During 1973 and 1974, the Global Financial Crisis occurred due to the OAPEC oil embargo had a deep cultural, symbolic impact on the Western civilization. In January 1979, the Iranian religious uprising against US-backed Mohammed Pahlavi forced him into exile, which ended with the hardcore Islamist cleric Ayatollah Khomeini coming to power. In the fall of the same year, Iranian students took over the US embassy and kept fifty-two diplomats and civilians hostage for fourteen months.
Political and economic instability in the middle eastern region due to religious revolution as well as the anti-Western political groups halted the production of oil and new embargo. The price of a barrel went up to $39.50 from $12.
FIA due to the severe financial and political instability issues decided to rewrite the FIA regulations for its racing classes for the 1980s.
Group B was introduced to replace Group 4, Group C as the successor of both Group 5 and Group 6 events, starting with the 1982 racing season. When designing the Porsche 935 or any other racing car of its time, the fuel consumption wasn’t much of an issue. In 24 Hours of Le Mans events, the Porsche 935 with its 850hp engine famously consumed 80 liters per 100 kilometers, with an average of 2.94mpg while averaging 150mph to 155mph during the event.
New Group C regulations limited the competing teams to 600 liters of fuel or 158 gallons for 1000 km endurance race events, and 2450 liters or 647.3 gallons for 24 Hours endurance racing events. This new regulation was known as the consumption formula and engineers at Porsche were now tasked with developing a new race car with fuel-efficient methodologies to reduce fuel consumption without any compromise in performance terms.
They started working on a new engine that they had originally developed for the Indy 500 event in 1980. However, Porsche didn’t compete nor the engine saw any competition afterward.
This engine was an alcohol-fueled turbocharged flat-six engine. The bore and stroke were 92.3 mm x 66 mm with the displacement of the engine being 2649cc. Engine output was measured at 630hp. The dual overhead cam four valves per cylinder head meant that it needed a more efficient cooling system than the air cooling and the new laws made the use of water-cooling mandatory.
This engine was then converted to run on fuel instead of alcohol and this was done by Valentin Schaffer and his team of engineers. Valentin Schaffer also went on to attach turbocharges to each cylinder bank.
Porsche 936, the previous Group B car was a success at Le Mans events, but Norbert Singer, chassis engineer Horst Reitter along body engineer Eugen Kolb teamed up to develop something relatively new. During their time spent in wind tunnels on Porsche 935 and Porsche 936, they had extensive knowledge on the stiffness of the bodywork as well as aerodynamic tweaks.

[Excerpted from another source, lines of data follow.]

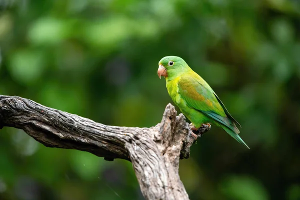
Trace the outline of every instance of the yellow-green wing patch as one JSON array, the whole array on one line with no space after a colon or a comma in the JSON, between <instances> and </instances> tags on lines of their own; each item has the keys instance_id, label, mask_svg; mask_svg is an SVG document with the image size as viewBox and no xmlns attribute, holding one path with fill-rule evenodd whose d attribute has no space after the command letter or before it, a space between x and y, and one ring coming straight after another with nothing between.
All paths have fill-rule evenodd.
<instances>
[{"instance_id":1,"label":"yellow-green wing patch","mask_svg":"<svg viewBox=\"0 0 300 200\"><path fill-rule=\"evenodd\" d=\"M196 77L182 77L178 84L178 93L188 106L202 112L237 133L240 132L230 120L232 116L226 108L224 108L225 106L222 102L201 77L198 74ZM233 121L236 122L234 119Z\"/></svg>"}]
</instances>

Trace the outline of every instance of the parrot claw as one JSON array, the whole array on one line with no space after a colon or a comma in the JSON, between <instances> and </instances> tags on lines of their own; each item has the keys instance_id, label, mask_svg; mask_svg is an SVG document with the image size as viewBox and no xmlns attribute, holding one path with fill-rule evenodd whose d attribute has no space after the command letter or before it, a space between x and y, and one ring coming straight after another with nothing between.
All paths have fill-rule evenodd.
<instances>
[{"instance_id":1,"label":"parrot claw","mask_svg":"<svg viewBox=\"0 0 300 200\"><path fill-rule=\"evenodd\" d=\"M210 130L212 127L212 125L210 125L210 123L203 124L201 125L200 128L197 128L192 123L190 123L190 127L194 134L196 135L198 137L200 137L204 133Z\"/></svg>"}]
</instances>

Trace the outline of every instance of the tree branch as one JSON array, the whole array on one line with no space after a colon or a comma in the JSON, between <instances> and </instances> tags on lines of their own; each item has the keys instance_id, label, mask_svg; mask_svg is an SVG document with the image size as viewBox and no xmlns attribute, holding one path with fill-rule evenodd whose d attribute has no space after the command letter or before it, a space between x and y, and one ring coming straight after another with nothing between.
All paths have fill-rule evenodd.
<instances>
[{"instance_id":1,"label":"tree branch","mask_svg":"<svg viewBox=\"0 0 300 200\"><path fill-rule=\"evenodd\" d=\"M148 200L188 200L178 174L197 136L169 104L150 128L106 126L18 96L0 95L0 128L14 127L46 146L88 152L108 160L130 161ZM200 134L209 130L202 127Z\"/></svg>"}]
</instances>

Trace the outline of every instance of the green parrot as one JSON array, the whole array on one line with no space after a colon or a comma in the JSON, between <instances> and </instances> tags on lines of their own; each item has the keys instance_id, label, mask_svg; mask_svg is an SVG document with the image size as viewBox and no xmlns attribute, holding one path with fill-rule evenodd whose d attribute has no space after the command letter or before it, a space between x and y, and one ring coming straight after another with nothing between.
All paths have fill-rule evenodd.
<instances>
[{"instance_id":1,"label":"green parrot","mask_svg":"<svg viewBox=\"0 0 300 200\"><path fill-rule=\"evenodd\" d=\"M209 123L221 127L248 148L238 136L232 118L219 98L203 78L181 58L168 56L158 62L158 75L166 78L169 95L180 111L190 120L194 130Z\"/></svg>"}]
</instances>

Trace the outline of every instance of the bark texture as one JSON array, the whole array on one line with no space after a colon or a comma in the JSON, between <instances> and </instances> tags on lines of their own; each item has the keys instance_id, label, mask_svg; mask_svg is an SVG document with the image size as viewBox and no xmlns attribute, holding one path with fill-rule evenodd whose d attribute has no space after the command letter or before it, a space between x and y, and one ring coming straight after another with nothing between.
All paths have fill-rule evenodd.
<instances>
[{"instance_id":1,"label":"bark texture","mask_svg":"<svg viewBox=\"0 0 300 200\"><path fill-rule=\"evenodd\" d=\"M104 125L18 96L0 95L0 128L24 130L46 146L88 152L108 160L132 164L148 200L188 200L178 174L180 159L190 156L197 136L170 104L160 123L150 128ZM202 134L208 131L204 125Z\"/></svg>"}]
</instances>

They also knew that the sheet metal bodywork of the Porsche 935 had greater stiffness than the tube-framed Porsche 936 cars. To save weight they came up with an innovative aluminum monocoque chassis. The fuel tank was directly placed behind the driver to eliminate handling effects caused by the weight loss from a full tank to an empty one.
The 2649cc turbocharged engine was now mated to the chassis. An additional spacer tube was included between the engine and transaxle to improve rear axle alignment and car balance.
The mid-engine layout enabled the developers to design under-body tunnels to create more downforce. This resulted in improved road holding and handling of the car.
Norbert Singer came up with a small hump beneath the front axle of the car that helped the creation of an under-car Venturi effect.
With its 2650 mm wheelbase and 4800 mm overall length, this was the longest Porsche vehicle up to that time.
Porsche 956 is considered the first-ever ground effect car and the technology behind it was specifically developed for Formula One racing.
Jürgen Barth was the first one to test drive the car, and he was astonished by the cornering forces of the car. The ground effects provided higher cornering speeds.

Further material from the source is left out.